Paul writes to the Ephesians:
“I tell you this, and insist on it in the Lord,
that you must no longer live as the Gentiles do, in the futility of their thinking. They are darkened in their understanding and separated from the life of God because of the
ignorance that is in them.” - Ephesians 4:17
Believers are to live life focusing on the truth and the reality of God. A believer needs to hold tight to the knowledge that God is the
creator and sustainer of our lives, that God is supreme and his wisdom surpasses our understanding, and that his standard of righteousness is absolute and unchanging throughout all generations.
A believer must live in this world - but never allow the things or the ways of the world to distract them from what is truly important. A good picture of this way of living is driving a car. When a person drives a car they stay focused on the road and what is going on around the car. The driver looks through the windshield, not at the windshield. A driver cannot look around inside the car for very long without having major problems outside the car.
So it is also in the life of the believer. A believer resides in the world but must focus on the big picture of life through the windshield of God’s revelation, which has been given to us in the Scriptures.
Paul says we must “no longer live as the Gentiles do”
- as those who have no view outside the windshield. They spend their entire lives trying to find direction and avoid accidents, but they never look outside the car. Their focus is exclusively on the interior of the car as they speed through life. They have no perspective of God, eternity, truth, or reality. Thus they live in “the futility of their thinking.” It is easy to understand why, though. They have never seen or believed anything else. It is as if they are driving at night with the dome light on and the headlights off.

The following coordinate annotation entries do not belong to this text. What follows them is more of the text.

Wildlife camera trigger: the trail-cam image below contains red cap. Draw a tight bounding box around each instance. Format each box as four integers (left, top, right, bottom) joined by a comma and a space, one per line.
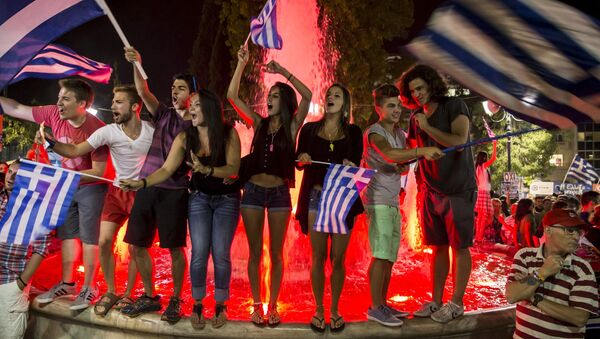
542, 209, 587, 227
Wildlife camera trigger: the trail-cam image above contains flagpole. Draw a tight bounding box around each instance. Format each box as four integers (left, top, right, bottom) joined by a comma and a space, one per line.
96, 0, 148, 80
20, 159, 114, 184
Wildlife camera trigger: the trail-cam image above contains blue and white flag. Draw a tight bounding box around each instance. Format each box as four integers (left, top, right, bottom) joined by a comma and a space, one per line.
250, 0, 283, 49
313, 164, 375, 234
0, 0, 104, 89
9, 44, 112, 84
566, 154, 600, 187
0, 160, 80, 245
406, 0, 600, 128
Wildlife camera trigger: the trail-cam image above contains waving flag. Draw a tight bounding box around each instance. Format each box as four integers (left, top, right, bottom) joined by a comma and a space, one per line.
0, 0, 104, 89
9, 44, 112, 84
407, 0, 600, 128
0, 160, 80, 245
250, 0, 283, 49
565, 154, 600, 186
313, 164, 375, 234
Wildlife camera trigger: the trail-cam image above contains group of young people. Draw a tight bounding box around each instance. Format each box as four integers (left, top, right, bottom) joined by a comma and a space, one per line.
0, 46, 477, 331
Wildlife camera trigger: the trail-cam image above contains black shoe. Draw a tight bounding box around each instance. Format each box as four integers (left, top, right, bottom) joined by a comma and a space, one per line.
160, 296, 182, 325
121, 294, 162, 318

This command from Paul is important to believers for a couple reasons. Although we have accepted the reality of God and have - at least for a moment - looked up through the windshield long enough to realize we are speeding through life on a very busy spiritual highway, we often continue to “live as the Gentiles do in the futility of their thinking.”
We, too, spend the majority of our lives focused on the inside of the car and not on the highway. We are not looking through the windshield at the more serious issues or at what is happening around us.
Paul urges us to live our lives while looking through the windshield as we make decisions and evaluations. In fact, doing this is so important that he adds he must “insist on it in the Lord.”
Still, the reality is that even sincere believers who obediently live their lives looking at God through the windshield will face occasional challenges. These times can be likened to something striking our windshield, causing it to shatter. A disaster, a situation, a trial unexpected and undeserved comes from outside the car. It hits our windshield then disappears, but leaves behind it a fragmented, shattered windshield filled with distracting lines and cracks. This presents a whole new challenge for the believer, who until now, has been looking through a clean and clear windshield at God.
Up until this point, the only challenge was deciding whether to look through the windshield or look around inside the car. But suddenly, there is a new challenge - one that forces the believer to either focus on the shattered windshield, or continue to look through the fragmented pieces of the windshield at God.
Or, another way to think of it, is that this new challenge forces us to realize - and to know by faith alone - that the shattering of the windshield has not changed anything outside the car. The only thing that has changed is our ability to see clearly, having lost the advantage of a crystal-clear windshield. A crack in the windshield does not mean there is also a crack in the kingdom of God. In fact, far from being a true representation of everything outside the car, a shattered windshield causes a distortion in our view of reality. A broken windshield is simply a distraction from the reality that still exists outside of your car - a reality that is so much bigger than your life. Do not allow a shattered windshield to pull your attention back inside the car, forcing you once again to live in the futility of your own thinking.